Gregor Johann Mendel (July 20, 1822 – January 6, 1884) was a German-speaking Silesian scientist andAugustinian friar who gained posthumous fame as the founder of the modern science of genetics. Though farmers had known for centuries that crossbreeding of animals and plants could favor certain desirable traits, Mendel's pea plant experiments conducted between 1856 and 1863 established many of the rules of heredity, now referred to as the laws of Mendelian inheritance.

Rediscovery of Mendel's work
Mendel's work was rejected at first in the scientific community, and was not widely accepted until after he died.
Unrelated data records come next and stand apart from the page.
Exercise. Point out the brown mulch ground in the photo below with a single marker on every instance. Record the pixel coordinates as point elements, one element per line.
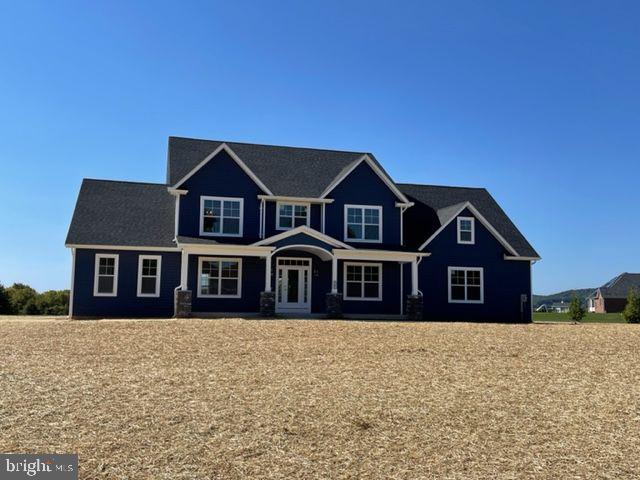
<point>196,399</point>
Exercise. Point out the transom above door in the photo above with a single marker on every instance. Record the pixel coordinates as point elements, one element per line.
<point>293,285</point>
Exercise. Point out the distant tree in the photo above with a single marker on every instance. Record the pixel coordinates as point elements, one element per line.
<point>19,296</point>
<point>5,308</point>
<point>631,312</point>
<point>576,309</point>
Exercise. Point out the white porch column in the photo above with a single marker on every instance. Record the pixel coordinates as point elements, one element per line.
<point>334,275</point>
<point>414,277</point>
<point>267,273</point>
<point>184,265</point>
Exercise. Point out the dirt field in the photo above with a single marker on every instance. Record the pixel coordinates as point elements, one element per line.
<point>307,399</point>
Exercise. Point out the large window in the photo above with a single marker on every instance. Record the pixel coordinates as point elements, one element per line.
<point>221,216</point>
<point>291,215</point>
<point>149,275</point>
<point>466,230</point>
<point>362,223</point>
<point>219,277</point>
<point>105,281</point>
<point>362,281</point>
<point>466,285</point>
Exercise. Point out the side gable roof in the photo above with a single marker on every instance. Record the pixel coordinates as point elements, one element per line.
<point>315,169</point>
<point>124,214</point>
<point>619,286</point>
<point>433,204</point>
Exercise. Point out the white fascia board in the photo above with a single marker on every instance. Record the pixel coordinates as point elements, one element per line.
<point>121,247</point>
<point>383,176</point>
<point>235,157</point>
<point>283,198</point>
<point>307,231</point>
<point>385,255</point>
<point>484,222</point>
<point>241,250</point>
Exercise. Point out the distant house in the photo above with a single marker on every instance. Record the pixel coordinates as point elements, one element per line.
<point>612,296</point>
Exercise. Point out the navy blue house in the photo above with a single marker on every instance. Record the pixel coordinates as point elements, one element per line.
<point>243,229</point>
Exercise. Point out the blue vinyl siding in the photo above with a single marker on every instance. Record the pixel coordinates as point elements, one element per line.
<point>252,285</point>
<point>126,303</point>
<point>221,177</point>
<point>364,187</point>
<point>504,280</point>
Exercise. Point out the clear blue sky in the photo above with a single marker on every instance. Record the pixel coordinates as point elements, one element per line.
<point>537,101</point>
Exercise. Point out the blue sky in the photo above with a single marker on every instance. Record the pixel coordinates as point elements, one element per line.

During his own lifetime, most biologists held the idea that all characteristics were passed to the next generation through blending inheritance, in which the traits from each parent are averaged together. Instances of this phenomenon are now explained by the action of multiple genes with quantitative effects. Charles Darwin tried unsuccessfully to explain inheritance through a theory of pangenesis. It was not until the early 20th century that the importance of Mendel's ideas was realized.
By 1900, research aimed at finding a successful theory of discontinuous inheritance rather than blending inheritance led to independent duplication of his work by Hugo de Vries and Carl Correns, and the rediscovery of Mendel's writings and laws. Both acknowledged Mendel's priority, and it is thought probable that de Vries did not understand the results he had found until after reading Mendel.Though Erich von Tschermak was originally also credited with rediscovery, this is no longer accepted because he did not understand Mendel's laws.Though de Vries later lost interest in Mendelism, other biologists started to establish genetics as a science. All three of these researchers, each from a different country, published their work rediscovering Mendel's work within a two-month span in the Spring of 1900.
Mendel's results were quickly replicated, and genetic linkage quickly worked out. Biologists flocked to the theory; even though it was not yet applicable to many phenomena, it sought to give a genotypic understanding of heredity which they felt was lacking in previous studies of heredity which focused on phenotypic approaches.